The world tilts around me.

I didn’t realize how bad I needed to hear that. For her to want me here, even in a small way. Even with miles of broken history sitting between us.

“Oh,” I breathe out, because I can’t think of anything else to say.

That might have been the wrong thing.

She looks irritated at herself, like caring at all is wrong. She jerks her gaze back to the flowerbed and digs a hole, stabbing at the soil.

“Don’t make it something it’s not. You’re annoying, don’t get me wrong. But if you were bothering me too much, I’d have kicked you out by now.”

My heart picks up, and it takes everything in me not to smile. Not to scare this moment away. “Right. Of course. I will endeavor not to be annoying.”

She snorts. “I’ll believe it when I see it.”

Silence settles around us again, but this time, it’s warmer. Comforting, in the way being around Lily is. So, the words spill out of me.

“It was Emma, my daughter.”

Lily stops what she’s doing, giving me her full attention.

“I told you, we always talk on Fridays,” I continue. “It’s our thing. Or… it was.” I frown, staring down at my dirt-covered hands. “I stayed up late, and I called, but when she answered—” My voice cracks. “She forgot. She was at some sort of party. Said she couldn’t talk.”

“It’s stupid,” I rush to add, because I know I should be happy that she’s happy. “She’s young. She should be living her life.” I pause, looking up to meet her eyes.

“But I guess it reminded me that most of my kids barely talk to me unless it’s a holiday or someone died and…” My throat tightens again, but I push through it. It’s suddenly so important that I tell someone how I feel.

“I’m not sure they want to be around me anymore. I can’t help but wonder if I was a bad mom.” At that, Lily huffs in what sounds like offense.

“That’s bull,” she snaps.

I blink, startled by her sudden outrage. “What?”

She yanks her gloves off and turns toward me fully, eyes blazing in that way you can’t help but be intimidated by. That I used to secretly love.

“Do you hear yourself?” she demands, standing up to get her point across. “You think your kid forgetting to call makes you a bad mom?”

I open my mouth, but nothing makes it out when Lily jabs a finger at me. “We both had that. Real, actual shitty moms. Neglectful, mean, selfish, take your pick. Do you think either of those women ever sat around sad because we forgot to call?”

That surprises a laugh out of me because… no. Absolutely not. If anything, my mother was happy when she didn’t have to deal with me.

“Exactly,” Lily says, softer now. “They didn’t care enough to be hurt. To miss us. You do, and that’s the difference. Your kids aren’t avoiding you, they’re living. I’m sure missing them sucks, but at least she was honest. Would you have been?”

A breath shudders out of me. “No. I can see my mother’s face now.”

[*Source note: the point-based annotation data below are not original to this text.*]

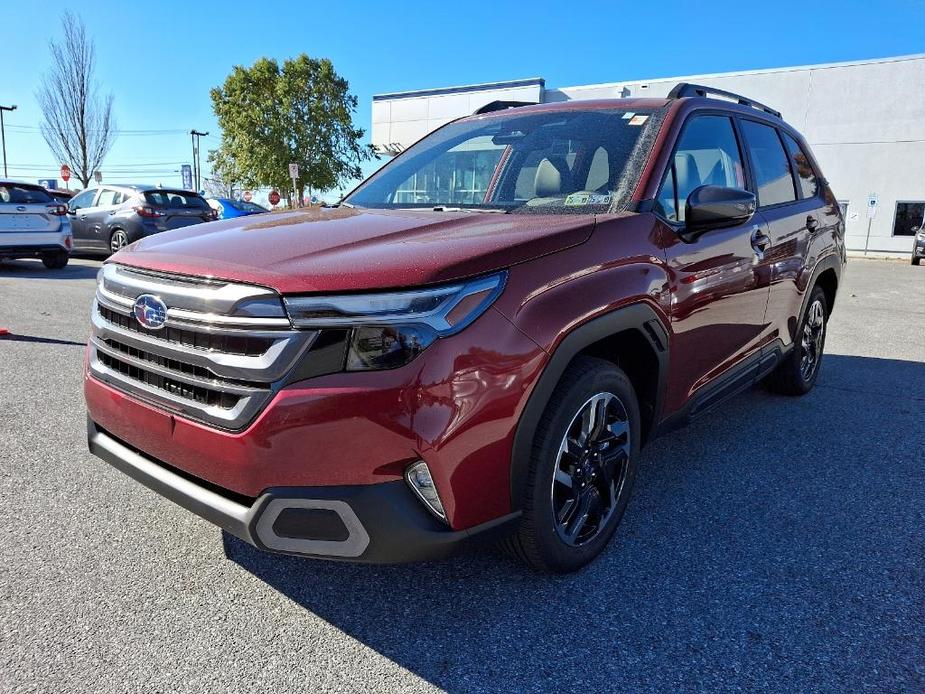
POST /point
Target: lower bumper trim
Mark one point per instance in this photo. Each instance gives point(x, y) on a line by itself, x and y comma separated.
point(385, 523)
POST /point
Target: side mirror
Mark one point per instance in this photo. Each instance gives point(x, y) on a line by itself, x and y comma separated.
point(715, 207)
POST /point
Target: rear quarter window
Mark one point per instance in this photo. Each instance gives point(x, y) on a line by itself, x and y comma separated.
point(17, 194)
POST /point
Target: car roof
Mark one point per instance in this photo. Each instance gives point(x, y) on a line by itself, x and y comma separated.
point(576, 105)
point(631, 104)
point(17, 182)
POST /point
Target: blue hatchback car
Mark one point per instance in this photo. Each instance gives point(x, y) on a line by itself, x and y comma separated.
point(228, 209)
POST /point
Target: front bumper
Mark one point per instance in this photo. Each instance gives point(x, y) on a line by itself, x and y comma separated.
point(375, 523)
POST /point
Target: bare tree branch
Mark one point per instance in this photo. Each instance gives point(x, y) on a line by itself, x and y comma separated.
point(79, 127)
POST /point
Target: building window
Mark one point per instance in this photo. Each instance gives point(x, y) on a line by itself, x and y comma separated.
point(909, 217)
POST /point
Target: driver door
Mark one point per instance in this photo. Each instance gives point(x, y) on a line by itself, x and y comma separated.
point(718, 280)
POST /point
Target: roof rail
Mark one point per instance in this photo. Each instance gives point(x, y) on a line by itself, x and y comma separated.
point(683, 89)
point(502, 105)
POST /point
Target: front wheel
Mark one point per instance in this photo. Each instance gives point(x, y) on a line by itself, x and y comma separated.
point(117, 241)
point(797, 373)
point(581, 470)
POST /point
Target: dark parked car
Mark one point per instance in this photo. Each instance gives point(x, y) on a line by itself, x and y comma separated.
point(480, 339)
point(33, 225)
point(229, 209)
point(62, 196)
point(107, 218)
point(918, 246)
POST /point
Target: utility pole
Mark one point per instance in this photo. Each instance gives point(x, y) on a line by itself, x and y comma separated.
point(194, 138)
point(3, 135)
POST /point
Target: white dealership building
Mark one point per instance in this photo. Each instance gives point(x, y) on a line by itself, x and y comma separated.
point(865, 121)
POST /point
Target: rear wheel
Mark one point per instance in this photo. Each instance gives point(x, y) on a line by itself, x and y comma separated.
point(797, 373)
point(582, 469)
point(55, 261)
point(117, 241)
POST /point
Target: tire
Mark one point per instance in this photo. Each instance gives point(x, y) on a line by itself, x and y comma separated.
point(55, 261)
point(797, 373)
point(548, 538)
point(117, 240)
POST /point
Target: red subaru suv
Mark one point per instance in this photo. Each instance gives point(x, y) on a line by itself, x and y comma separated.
point(478, 341)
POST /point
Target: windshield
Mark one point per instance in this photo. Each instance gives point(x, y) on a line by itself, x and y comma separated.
point(175, 199)
point(557, 161)
point(18, 193)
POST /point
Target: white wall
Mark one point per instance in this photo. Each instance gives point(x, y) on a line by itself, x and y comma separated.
point(405, 119)
point(865, 121)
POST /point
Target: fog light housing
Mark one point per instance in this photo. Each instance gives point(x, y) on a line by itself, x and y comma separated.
point(422, 484)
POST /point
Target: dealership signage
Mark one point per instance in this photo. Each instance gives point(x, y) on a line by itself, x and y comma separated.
point(186, 173)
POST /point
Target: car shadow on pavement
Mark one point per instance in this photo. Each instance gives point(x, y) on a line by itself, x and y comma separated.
point(35, 270)
point(773, 544)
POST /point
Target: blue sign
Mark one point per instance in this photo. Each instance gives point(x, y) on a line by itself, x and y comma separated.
point(186, 171)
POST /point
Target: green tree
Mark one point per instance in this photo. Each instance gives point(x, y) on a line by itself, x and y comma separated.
point(301, 112)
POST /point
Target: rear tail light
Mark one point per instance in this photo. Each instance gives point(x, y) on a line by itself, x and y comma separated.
point(148, 211)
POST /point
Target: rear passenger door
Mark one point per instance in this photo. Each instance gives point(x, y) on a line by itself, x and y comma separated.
point(106, 205)
point(719, 290)
point(80, 208)
point(789, 201)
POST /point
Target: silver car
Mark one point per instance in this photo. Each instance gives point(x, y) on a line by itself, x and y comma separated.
point(33, 225)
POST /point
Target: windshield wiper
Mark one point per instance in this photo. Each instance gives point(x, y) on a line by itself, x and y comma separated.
point(445, 208)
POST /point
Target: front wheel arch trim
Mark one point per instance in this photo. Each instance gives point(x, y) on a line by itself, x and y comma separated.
point(639, 317)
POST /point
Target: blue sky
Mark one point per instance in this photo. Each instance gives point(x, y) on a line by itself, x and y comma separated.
point(160, 59)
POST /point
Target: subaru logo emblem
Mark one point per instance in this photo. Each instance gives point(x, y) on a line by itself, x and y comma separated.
point(150, 311)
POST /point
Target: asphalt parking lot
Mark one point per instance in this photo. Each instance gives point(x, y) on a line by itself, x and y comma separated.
point(776, 545)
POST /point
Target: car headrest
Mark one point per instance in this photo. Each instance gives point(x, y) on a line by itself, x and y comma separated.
point(551, 177)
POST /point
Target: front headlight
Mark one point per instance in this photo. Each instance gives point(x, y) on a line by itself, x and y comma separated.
point(389, 329)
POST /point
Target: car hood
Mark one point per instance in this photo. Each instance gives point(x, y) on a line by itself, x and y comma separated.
point(344, 249)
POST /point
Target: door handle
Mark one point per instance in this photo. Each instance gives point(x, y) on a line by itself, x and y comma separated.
point(760, 242)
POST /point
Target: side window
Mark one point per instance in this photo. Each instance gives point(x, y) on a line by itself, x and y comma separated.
point(707, 154)
point(773, 179)
point(84, 199)
point(809, 183)
point(107, 198)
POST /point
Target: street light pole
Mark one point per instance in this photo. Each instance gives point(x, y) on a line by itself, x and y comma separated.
point(3, 135)
point(194, 138)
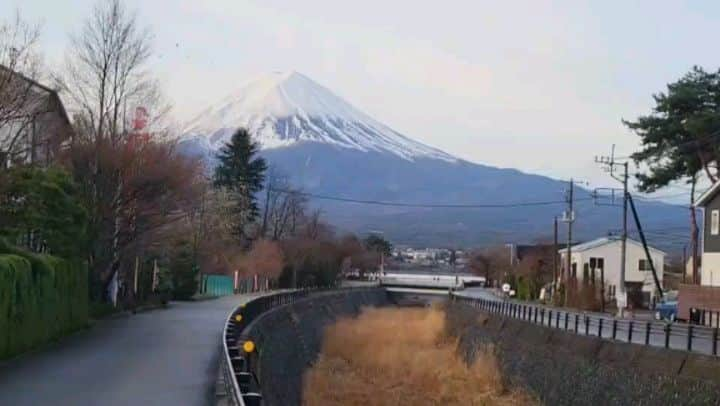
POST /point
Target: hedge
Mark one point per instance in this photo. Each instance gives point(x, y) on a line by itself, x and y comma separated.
point(42, 298)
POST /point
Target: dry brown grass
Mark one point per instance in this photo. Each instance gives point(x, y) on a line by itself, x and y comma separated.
point(401, 357)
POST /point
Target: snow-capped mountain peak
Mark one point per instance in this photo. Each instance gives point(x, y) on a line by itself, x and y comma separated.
point(283, 108)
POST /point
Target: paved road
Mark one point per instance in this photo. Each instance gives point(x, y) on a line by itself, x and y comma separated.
point(702, 337)
point(162, 357)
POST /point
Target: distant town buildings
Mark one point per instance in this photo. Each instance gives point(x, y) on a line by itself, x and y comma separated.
point(431, 256)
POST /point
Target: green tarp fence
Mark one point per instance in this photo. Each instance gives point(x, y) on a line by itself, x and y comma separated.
point(222, 285)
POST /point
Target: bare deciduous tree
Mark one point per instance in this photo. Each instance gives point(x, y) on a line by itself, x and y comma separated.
point(105, 74)
point(284, 207)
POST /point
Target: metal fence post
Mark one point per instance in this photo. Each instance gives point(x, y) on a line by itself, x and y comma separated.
point(577, 316)
point(614, 329)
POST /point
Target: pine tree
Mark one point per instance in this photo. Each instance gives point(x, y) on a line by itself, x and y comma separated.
point(241, 173)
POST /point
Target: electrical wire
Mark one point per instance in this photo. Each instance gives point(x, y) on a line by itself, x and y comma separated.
point(425, 205)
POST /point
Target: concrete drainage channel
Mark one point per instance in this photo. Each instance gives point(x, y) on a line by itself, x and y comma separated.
point(270, 341)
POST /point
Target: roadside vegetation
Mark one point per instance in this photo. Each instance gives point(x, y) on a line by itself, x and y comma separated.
point(402, 357)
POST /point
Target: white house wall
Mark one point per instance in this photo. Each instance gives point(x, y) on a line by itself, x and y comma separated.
point(612, 252)
point(710, 275)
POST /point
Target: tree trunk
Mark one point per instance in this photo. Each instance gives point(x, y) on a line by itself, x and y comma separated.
point(693, 232)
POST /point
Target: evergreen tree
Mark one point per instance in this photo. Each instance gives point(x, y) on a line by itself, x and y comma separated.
point(241, 173)
point(681, 139)
point(378, 244)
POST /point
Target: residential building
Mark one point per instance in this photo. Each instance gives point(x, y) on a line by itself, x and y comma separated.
point(601, 259)
point(33, 122)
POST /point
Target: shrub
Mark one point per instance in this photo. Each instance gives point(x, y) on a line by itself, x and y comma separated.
point(42, 298)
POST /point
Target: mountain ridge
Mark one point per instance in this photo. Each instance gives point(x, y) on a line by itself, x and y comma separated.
point(281, 109)
point(327, 147)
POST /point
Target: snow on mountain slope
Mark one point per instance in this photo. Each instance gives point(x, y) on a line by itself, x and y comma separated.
point(280, 109)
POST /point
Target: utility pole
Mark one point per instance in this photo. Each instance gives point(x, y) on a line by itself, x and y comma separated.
point(569, 218)
point(555, 255)
point(610, 163)
point(684, 267)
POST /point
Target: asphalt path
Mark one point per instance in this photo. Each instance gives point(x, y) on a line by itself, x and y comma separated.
point(161, 357)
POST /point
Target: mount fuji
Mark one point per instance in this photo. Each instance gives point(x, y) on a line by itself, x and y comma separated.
point(328, 147)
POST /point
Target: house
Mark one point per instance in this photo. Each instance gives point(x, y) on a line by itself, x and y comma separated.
point(709, 203)
point(706, 296)
point(34, 124)
point(601, 259)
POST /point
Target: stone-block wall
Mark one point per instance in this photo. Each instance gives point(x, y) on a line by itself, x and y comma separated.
point(289, 339)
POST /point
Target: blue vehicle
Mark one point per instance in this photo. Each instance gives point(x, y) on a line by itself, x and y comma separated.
point(667, 308)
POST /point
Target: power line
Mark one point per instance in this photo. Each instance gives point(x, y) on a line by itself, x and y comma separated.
point(423, 205)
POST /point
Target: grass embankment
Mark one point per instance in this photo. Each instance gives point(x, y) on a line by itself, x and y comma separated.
point(402, 357)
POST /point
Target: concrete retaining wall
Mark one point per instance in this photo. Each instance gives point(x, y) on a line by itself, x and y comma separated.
point(289, 338)
point(562, 368)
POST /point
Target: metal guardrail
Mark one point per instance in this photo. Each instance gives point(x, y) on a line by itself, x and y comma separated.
point(239, 351)
point(240, 362)
point(687, 337)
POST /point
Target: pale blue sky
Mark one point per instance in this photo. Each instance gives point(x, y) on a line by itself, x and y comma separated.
point(536, 85)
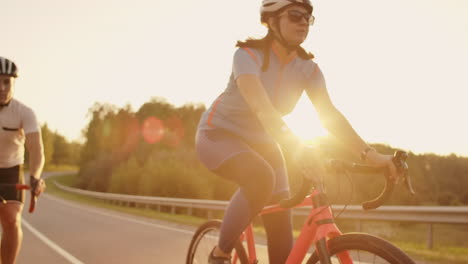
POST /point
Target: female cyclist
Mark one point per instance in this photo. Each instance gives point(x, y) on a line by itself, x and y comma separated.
point(242, 135)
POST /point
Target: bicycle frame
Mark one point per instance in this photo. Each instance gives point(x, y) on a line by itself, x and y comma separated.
point(318, 226)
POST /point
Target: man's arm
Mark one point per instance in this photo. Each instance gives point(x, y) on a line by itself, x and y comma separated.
point(36, 154)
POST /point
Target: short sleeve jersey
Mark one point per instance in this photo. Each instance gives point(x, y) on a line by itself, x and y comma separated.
point(284, 82)
point(16, 120)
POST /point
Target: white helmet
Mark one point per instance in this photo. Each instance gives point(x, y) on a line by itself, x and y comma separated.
point(7, 67)
point(271, 6)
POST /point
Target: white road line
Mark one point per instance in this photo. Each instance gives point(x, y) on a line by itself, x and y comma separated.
point(120, 217)
point(126, 218)
point(51, 244)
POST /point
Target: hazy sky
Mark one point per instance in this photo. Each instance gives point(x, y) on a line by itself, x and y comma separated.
point(396, 69)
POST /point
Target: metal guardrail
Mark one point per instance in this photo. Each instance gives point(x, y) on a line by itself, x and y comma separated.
point(420, 214)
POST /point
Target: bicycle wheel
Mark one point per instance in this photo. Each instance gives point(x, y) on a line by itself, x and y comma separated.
point(364, 248)
point(205, 239)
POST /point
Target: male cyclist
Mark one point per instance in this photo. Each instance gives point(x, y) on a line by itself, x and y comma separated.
point(18, 127)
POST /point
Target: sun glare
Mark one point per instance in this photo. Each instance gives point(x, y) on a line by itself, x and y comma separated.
point(304, 121)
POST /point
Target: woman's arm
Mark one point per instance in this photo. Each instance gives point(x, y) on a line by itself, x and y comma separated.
point(331, 118)
point(335, 122)
point(256, 97)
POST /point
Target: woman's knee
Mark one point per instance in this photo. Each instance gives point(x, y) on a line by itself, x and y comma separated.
point(10, 215)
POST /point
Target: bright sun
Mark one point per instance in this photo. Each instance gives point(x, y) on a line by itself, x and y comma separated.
point(304, 121)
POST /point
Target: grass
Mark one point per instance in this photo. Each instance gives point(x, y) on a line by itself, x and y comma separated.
point(450, 243)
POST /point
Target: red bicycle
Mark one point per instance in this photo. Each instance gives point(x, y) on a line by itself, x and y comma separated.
point(20, 187)
point(319, 229)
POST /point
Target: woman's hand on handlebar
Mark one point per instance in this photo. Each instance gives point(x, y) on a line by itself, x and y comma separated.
point(379, 160)
point(37, 185)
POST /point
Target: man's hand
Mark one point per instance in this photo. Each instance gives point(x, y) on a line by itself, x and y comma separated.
point(310, 162)
point(381, 160)
point(37, 185)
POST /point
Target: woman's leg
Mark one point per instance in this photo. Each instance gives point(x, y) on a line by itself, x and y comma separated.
point(278, 227)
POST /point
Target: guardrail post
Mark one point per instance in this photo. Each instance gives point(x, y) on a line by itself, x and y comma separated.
point(430, 236)
point(359, 225)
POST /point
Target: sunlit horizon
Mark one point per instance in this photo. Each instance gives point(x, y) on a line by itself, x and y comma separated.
point(396, 70)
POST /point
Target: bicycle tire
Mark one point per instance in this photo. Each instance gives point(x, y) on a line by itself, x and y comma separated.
point(196, 250)
point(365, 243)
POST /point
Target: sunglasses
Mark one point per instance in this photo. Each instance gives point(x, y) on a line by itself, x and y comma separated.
point(296, 16)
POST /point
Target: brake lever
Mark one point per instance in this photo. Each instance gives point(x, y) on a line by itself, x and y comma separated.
point(400, 162)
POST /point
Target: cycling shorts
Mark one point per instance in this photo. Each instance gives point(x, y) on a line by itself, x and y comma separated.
point(216, 146)
point(13, 175)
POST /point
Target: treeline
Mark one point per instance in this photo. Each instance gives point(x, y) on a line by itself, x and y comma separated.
point(151, 152)
point(58, 151)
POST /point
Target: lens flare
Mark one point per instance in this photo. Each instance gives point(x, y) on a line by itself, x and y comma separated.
point(152, 130)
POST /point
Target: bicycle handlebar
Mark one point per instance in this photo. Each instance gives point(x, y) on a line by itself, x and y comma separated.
point(33, 200)
point(399, 159)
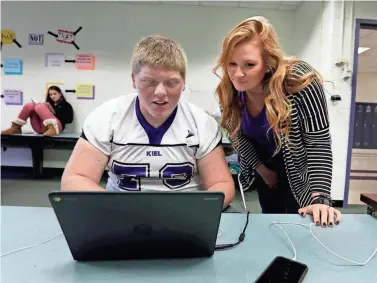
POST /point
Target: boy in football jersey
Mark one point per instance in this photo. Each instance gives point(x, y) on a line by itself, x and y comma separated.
point(151, 140)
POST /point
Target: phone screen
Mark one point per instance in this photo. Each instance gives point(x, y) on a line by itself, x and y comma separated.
point(283, 270)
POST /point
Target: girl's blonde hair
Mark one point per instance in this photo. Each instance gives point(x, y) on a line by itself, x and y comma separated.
point(280, 80)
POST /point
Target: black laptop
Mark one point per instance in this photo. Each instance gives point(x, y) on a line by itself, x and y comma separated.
point(138, 225)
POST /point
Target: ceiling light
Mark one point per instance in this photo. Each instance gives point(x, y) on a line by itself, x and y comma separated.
point(362, 49)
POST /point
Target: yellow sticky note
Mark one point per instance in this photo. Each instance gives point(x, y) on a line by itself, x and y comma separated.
point(85, 91)
point(7, 36)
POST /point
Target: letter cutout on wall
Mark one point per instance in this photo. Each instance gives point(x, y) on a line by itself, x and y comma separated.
point(36, 39)
point(12, 66)
point(66, 36)
point(8, 36)
point(13, 97)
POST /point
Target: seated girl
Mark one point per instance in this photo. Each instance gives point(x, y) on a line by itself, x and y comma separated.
point(48, 118)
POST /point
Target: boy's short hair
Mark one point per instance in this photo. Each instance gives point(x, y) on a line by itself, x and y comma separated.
point(159, 51)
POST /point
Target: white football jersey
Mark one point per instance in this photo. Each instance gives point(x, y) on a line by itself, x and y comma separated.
point(144, 158)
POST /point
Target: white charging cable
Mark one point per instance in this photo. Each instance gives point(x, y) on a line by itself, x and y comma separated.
point(29, 247)
point(309, 226)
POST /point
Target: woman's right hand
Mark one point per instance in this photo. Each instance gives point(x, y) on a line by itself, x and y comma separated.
point(269, 176)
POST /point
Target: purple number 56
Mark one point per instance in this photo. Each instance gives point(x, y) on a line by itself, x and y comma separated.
point(174, 175)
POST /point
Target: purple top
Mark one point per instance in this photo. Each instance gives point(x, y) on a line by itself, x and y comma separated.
point(256, 128)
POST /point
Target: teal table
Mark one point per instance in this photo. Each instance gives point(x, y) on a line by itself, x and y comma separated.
point(355, 238)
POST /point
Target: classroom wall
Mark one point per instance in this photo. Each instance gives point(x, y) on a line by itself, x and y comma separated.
point(110, 30)
point(315, 32)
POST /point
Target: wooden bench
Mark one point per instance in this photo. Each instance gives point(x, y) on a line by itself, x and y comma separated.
point(371, 201)
point(37, 143)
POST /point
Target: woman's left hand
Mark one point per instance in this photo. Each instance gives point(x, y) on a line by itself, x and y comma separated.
point(323, 215)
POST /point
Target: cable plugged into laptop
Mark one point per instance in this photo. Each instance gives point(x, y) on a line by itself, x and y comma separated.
point(241, 238)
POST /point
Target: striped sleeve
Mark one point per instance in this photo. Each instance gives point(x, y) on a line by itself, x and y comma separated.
point(314, 123)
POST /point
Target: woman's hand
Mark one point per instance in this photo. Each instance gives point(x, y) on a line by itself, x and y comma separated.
point(269, 176)
point(323, 215)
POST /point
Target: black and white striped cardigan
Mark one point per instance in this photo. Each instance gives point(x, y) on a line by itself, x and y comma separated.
point(308, 156)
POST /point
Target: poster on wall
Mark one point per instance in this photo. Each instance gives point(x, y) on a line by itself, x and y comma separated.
point(54, 60)
point(8, 37)
point(13, 97)
point(85, 91)
point(12, 66)
point(58, 84)
point(85, 61)
point(36, 38)
point(66, 36)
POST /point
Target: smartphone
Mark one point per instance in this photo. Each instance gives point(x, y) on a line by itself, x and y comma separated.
point(283, 270)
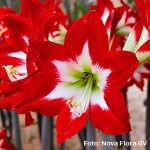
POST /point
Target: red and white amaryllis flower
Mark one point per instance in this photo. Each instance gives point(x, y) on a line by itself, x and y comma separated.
point(79, 80)
point(85, 80)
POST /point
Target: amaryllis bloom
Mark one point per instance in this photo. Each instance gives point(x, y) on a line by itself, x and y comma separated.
point(118, 21)
point(4, 144)
point(79, 80)
point(47, 18)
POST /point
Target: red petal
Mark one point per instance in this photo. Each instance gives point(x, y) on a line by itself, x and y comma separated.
point(112, 121)
point(89, 28)
point(66, 126)
point(122, 65)
point(142, 12)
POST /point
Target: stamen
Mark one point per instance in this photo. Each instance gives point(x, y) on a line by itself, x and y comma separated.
point(78, 107)
point(13, 73)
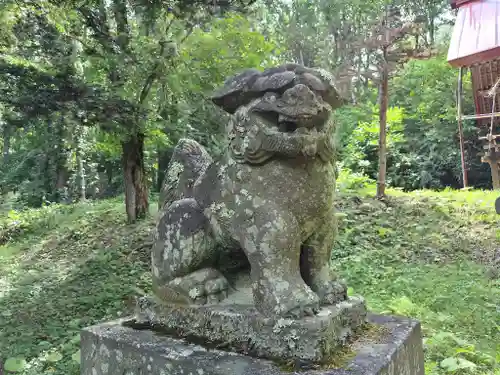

“You’re a good mom, Di. Hell, even I can tell that, and I don’t like you.”

“I just…” My voice trembles. “I don’t know where I fit anymore.”

Lily frowns, jaw tight, but I can see hurt in her own eyes, looking back at me. “Yeah,” she says quietly. “I know the feeling.”

At that, neither of us says anything. Maybe there is too much to say.

She clears her throat and bends down to grab her gloves again, tugging them on. “Now stop being pathetic,” she grumbles. “And help me plant these stupid flowers you wanted.”